OnlyFans model accused of murdering boyfriend in Miami to stay jailed until trial

MIAMI — The OnlyFans model accused of murdering her boyfriend in Miami won’t be getting of jail to await trial.

A Miami-Dade judge on Thursday informed attorneys that Courtney Clenney must remain behind bars as she awaits trial for the killing of Christian Obumseli on April 3 inside their luxury Edgewater apartment. Clenney, 27, is charged with second-degree murder with a deadly weapon in a case that has attracted worldwide media attention.

Circuit Judge Laura Cruz Shearon will publish the ruling at a hearing later on Thursday morning. The decision was confirmed by Miami attorney Larry Handfield, who represents Obumseli’s family.

“They were very happy, crying,” he told the Herald on Thursday morning. “They feel a sense of justice.”

Clenney’s defense attorneys could not immediately be reached for comment on Thursday morning.

In her order, the judge sided with prosecutors who had argued that Clenney made millions on the U.K.-based adult webcam site, and could earn a living overseas if she fled the country. She wrote that Clenney, of Texas, “has no ties to Florida and ample means to leave the country were she to choose to do so. The Defendant has millions of dollars at her disposal and the ability to make more outside of the jurisdiction of the United States.”

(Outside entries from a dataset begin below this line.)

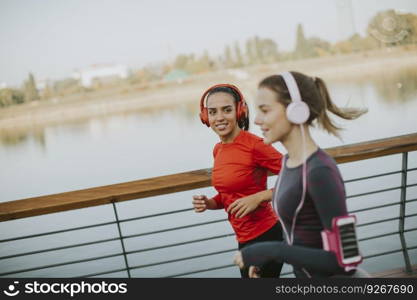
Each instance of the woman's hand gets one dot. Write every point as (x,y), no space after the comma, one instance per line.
(200,203)
(243,206)
(238,260)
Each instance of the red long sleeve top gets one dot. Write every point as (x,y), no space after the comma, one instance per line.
(240,169)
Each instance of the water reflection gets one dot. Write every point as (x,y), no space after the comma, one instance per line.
(13,138)
(396,86)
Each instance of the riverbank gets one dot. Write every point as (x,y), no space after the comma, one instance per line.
(98,104)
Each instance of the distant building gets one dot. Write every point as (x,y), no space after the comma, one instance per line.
(101,72)
(176,75)
(41,84)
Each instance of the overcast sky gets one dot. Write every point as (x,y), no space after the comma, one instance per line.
(51,38)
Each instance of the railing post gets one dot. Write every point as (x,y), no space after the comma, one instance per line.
(121,239)
(402,211)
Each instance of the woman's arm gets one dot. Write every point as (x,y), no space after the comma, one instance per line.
(326,189)
(246,205)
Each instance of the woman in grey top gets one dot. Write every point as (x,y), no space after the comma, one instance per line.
(308,195)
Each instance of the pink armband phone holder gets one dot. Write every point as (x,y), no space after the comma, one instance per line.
(342,241)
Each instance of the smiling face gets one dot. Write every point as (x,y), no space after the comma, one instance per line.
(271,116)
(222,115)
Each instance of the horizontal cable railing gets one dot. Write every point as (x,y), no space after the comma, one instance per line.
(187,181)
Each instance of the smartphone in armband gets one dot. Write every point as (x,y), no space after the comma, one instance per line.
(342,241)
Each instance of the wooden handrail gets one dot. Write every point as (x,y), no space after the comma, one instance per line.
(178,182)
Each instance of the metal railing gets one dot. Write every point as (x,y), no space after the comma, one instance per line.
(188,181)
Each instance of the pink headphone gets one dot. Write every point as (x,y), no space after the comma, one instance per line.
(297,111)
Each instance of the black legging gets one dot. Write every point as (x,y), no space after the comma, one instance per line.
(316,262)
(271,269)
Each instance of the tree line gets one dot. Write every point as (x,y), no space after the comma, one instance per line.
(385,29)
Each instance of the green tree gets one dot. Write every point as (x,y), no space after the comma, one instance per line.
(302,47)
(238,54)
(30,90)
(228,59)
(391,28)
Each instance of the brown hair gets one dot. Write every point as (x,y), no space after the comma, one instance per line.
(314,93)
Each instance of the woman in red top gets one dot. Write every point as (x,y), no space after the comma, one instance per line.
(241,163)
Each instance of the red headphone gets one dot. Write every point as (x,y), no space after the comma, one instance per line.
(241,109)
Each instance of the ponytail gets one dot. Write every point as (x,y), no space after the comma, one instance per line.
(345,113)
(314,93)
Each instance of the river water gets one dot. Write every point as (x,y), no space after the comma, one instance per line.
(157,142)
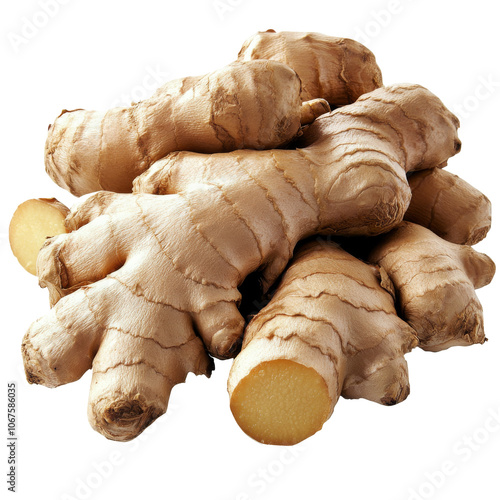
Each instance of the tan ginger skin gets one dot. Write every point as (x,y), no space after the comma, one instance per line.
(242,105)
(434,281)
(449,206)
(139,273)
(336,69)
(331,329)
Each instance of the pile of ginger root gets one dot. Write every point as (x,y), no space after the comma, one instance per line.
(293,169)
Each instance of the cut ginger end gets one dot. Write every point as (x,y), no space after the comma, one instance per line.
(281,402)
(32,223)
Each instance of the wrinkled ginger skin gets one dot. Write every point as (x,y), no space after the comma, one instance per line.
(435,281)
(336,69)
(349,179)
(402,124)
(253,105)
(448,206)
(139,274)
(330,315)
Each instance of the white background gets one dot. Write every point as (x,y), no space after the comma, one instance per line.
(96,54)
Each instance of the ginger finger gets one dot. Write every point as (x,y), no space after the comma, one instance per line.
(252,104)
(435,281)
(228,215)
(448,206)
(329,330)
(32,223)
(336,69)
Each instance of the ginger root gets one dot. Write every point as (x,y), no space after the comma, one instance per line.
(331,329)
(434,281)
(336,69)
(252,105)
(139,273)
(32,223)
(448,206)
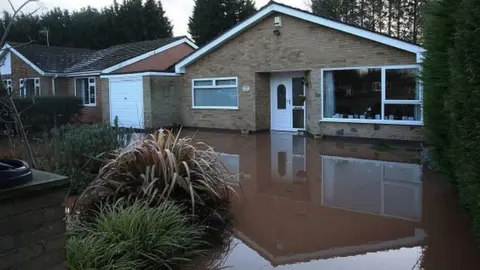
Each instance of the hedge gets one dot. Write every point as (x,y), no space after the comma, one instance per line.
(452,97)
(44,113)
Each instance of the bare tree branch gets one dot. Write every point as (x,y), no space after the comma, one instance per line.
(15,114)
(12,20)
(11,5)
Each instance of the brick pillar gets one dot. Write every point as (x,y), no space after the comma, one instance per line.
(32,226)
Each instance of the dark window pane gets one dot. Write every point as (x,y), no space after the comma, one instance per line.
(297,92)
(30,87)
(92,94)
(281,97)
(216,97)
(402,84)
(298,119)
(203,83)
(352,94)
(282,163)
(402,112)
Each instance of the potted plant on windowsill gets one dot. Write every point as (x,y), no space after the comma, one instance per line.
(14,172)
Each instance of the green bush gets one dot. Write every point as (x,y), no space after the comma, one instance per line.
(164,167)
(44,113)
(80,150)
(439,37)
(134,237)
(452,97)
(464,107)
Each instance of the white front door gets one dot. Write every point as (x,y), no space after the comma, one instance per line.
(281,100)
(126,102)
(287,103)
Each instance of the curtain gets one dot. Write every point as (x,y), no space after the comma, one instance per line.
(329,89)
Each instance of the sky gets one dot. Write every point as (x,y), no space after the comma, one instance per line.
(177,10)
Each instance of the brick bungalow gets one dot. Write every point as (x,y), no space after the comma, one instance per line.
(38,70)
(288,69)
(282,69)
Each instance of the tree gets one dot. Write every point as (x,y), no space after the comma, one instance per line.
(398,18)
(213,17)
(6,100)
(439,40)
(93,28)
(342,10)
(157,25)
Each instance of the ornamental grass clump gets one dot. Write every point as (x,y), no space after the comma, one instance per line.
(162,167)
(135,236)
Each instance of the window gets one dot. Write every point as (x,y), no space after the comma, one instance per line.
(30,87)
(281,97)
(219,93)
(86,89)
(373,94)
(8,85)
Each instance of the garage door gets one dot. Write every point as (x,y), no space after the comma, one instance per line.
(126,101)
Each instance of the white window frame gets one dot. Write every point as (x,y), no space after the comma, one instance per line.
(8,84)
(94,84)
(36,83)
(385,101)
(214,85)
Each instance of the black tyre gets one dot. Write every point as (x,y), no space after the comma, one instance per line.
(14,172)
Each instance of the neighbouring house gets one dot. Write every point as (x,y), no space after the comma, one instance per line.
(123,74)
(288,69)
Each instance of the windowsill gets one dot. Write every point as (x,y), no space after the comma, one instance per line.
(215,108)
(373,121)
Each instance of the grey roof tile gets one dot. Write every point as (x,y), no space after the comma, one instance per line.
(52,58)
(116,54)
(68,60)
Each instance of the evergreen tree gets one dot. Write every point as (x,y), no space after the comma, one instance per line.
(439,40)
(92,28)
(157,25)
(398,18)
(213,17)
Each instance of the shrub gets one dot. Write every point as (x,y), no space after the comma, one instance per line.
(452,96)
(79,150)
(163,167)
(465,110)
(44,113)
(134,237)
(439,35)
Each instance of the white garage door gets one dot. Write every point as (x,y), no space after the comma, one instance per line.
(126,101)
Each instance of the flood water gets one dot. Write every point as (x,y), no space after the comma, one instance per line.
(325,204)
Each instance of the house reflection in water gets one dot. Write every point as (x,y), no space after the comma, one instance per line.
(302,206)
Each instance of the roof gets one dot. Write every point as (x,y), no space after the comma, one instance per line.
(75,61)
(51,58)
(273,7)
(114,55)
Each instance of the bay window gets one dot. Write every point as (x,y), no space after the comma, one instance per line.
(215,93)
(86,89)
(388,94)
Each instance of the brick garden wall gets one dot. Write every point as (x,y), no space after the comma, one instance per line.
(32,230)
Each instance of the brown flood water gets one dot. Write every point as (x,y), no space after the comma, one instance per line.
(323,204)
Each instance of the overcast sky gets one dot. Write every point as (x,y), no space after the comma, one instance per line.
(177,10)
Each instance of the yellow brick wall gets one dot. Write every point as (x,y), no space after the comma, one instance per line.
(257,51)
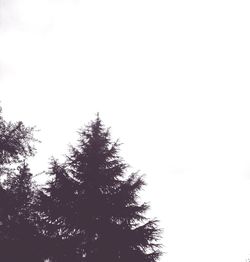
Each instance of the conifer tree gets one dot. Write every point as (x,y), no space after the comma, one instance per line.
(21,228)
(16,142)
(101,208)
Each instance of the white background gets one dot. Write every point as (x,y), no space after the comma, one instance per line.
(170,77)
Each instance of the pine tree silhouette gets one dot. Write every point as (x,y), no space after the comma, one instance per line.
(97,203)
(21,230)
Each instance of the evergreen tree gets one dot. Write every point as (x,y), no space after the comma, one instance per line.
(16,142)
(21,228)
(100,206)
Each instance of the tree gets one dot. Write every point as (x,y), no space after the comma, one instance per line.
(21,228)
(100,207)
(16,142)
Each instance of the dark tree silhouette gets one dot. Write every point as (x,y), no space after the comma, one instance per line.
(93,203)
(16,142)
(16,224)
(21,227)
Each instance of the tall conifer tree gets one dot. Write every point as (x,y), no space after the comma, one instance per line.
(100,208)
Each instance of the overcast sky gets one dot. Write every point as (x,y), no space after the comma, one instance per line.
(172,80)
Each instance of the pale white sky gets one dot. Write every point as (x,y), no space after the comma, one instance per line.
(172,80)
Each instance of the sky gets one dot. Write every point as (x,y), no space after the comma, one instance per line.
(171,79)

Cruz Shearon also pointed out that Clenney has a history of violating court orders of supervision in other cases outside of Florida.

“The Court does not agree that placing defendant on house arrest with her parents in Texas is an appropriate form of release in this case,” she wrote.

Clenney has never denied she fatally stabbed Obumseli, who was unarmed, during a heated argument. But her defense attorney have insisted that she was the true victim of domestic abuse, and was protecting herself from Obumseli that night.

The ruling came weeks after prosecutors, during a two-day detention hearing, argued that Clenney was the true aggressor. Miami-Dade’s Medical Examiner testified that the wound penetrated deeply enough that it had to be an up-close stabbing, not her throwing the knife as she told police.

Judge Cruz Shearon agreed, writing in her order that the “defendant’s version of how victim’s stab wound occurred is not supported by the evidence.”

The state also argued that the fatal stabbing capped months of physical and verbal abuse heaped on Obumseli.

Prosecutors pointed to a series of suspected attacks by Clenney on Obumseli in the year or so before the killing. One resulted in her arrest in Las Vegas for battery. Several others — including two stabbings of Obumseli — were chronicled in a series of text messages released by the state.

Several audio recordings made by Obumseli revealed Clenney’s unhinged screaming at her boyfriend; on one occasion, she used a racial slur against him.

Clenney’s defense attorneys, Frank Prieto and Sabrina Puglisi, argued the recordings, texts and other evidence were cherry-picked and provided “a one-sided snapshot in time. It’s not the whole story.”